Quantifying Uncertainty in Neural Networks

As part of my research on applying deep learning to problems in computer vision, I am trying to help plankton researchers accelerate the annotation of large data sets. In terms of the actual classification of plankton images, excellent progress has been made recently, largely thanks to the popular 2015 Kaggle National Data Science Bowl. In this competition, the goal was to predict the probability distribution function over 121 different classes of plankton, given a grayscale image containing a single plankton organism. The winning team’s solution is of particular interest, and the code is available on GitHub.

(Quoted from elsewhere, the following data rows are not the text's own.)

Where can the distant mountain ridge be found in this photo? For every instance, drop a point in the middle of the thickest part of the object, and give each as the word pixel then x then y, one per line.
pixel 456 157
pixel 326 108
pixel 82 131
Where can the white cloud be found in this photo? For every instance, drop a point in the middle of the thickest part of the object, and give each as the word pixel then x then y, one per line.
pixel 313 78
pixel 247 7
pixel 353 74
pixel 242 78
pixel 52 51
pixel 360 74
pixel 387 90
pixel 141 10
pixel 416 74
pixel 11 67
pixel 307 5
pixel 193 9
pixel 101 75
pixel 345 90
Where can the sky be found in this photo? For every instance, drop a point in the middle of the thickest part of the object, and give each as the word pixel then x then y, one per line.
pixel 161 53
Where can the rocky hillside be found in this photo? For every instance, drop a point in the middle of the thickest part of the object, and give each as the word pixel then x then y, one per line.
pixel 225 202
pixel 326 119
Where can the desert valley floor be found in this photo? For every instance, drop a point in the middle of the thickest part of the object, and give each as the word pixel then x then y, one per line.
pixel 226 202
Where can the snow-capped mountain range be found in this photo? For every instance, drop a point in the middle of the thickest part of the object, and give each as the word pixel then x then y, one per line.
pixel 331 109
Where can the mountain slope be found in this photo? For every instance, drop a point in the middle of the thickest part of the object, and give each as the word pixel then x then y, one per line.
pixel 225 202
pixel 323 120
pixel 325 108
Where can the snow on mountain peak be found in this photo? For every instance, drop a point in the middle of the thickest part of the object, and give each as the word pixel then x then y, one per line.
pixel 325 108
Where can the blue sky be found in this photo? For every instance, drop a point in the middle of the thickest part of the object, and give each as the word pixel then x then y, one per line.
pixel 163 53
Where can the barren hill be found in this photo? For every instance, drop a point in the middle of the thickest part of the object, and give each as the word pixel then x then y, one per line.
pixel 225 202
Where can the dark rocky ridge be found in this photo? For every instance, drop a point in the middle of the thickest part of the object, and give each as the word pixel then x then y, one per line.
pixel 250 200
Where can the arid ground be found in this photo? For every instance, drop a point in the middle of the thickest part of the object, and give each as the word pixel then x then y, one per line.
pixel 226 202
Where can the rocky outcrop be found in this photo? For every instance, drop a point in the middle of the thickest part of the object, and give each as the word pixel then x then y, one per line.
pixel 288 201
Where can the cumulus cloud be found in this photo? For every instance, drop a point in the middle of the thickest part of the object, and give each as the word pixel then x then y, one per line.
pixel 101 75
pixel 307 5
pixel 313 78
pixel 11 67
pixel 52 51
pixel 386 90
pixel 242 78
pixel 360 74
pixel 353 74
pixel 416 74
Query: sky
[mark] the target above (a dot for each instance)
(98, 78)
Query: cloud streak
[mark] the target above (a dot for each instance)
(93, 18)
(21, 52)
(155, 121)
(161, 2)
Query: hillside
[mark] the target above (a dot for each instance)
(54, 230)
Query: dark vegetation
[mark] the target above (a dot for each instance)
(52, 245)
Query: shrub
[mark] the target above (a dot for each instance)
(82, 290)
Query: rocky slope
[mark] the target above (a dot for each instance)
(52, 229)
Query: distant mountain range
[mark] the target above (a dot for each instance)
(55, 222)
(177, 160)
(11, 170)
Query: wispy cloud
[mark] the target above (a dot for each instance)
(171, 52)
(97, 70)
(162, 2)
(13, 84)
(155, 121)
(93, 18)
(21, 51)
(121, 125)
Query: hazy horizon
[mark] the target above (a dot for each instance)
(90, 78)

While this progress is encouraging, there are challenges that arise when using deep convolutional neural networks to annotate plankton data sets in practice. In particular, unlike in most data science competitions, the plankton species that researchers wish to label are not fixed. Even in a single lake, the relevant species may change as they are influenced by seasonal and environmental changes. Additionally, because of the difficulties involved in collecting high-quality images of plankton, a large training set is often unavailable.

For the reasons given above, for any system to be practically useful, it has to

  1. recognize when an image presented for classification contains a species that was absent during training,

  2. acquire the labels for the new class from the user, and

  3. extend its classification capabilities to include this new class.

In this post, we consider the first point above, i.e., how we can quantify the uncertainty in a deep convolutional neural network. A brief overview with links to the relevant sections is given below.

  1. Background: why interpreting softmax output as confidence scores is insufficient.
  2. Bayesian Neural Networks: we look at a recent blog post by Yarin Gal that attempts to discover What My Deep Model Doesn’t Know…
  3. Experiments: we attempt to quantify uncertainty in a model trained on CIFAR-10.
  4. Code: all the code is available on GitHub.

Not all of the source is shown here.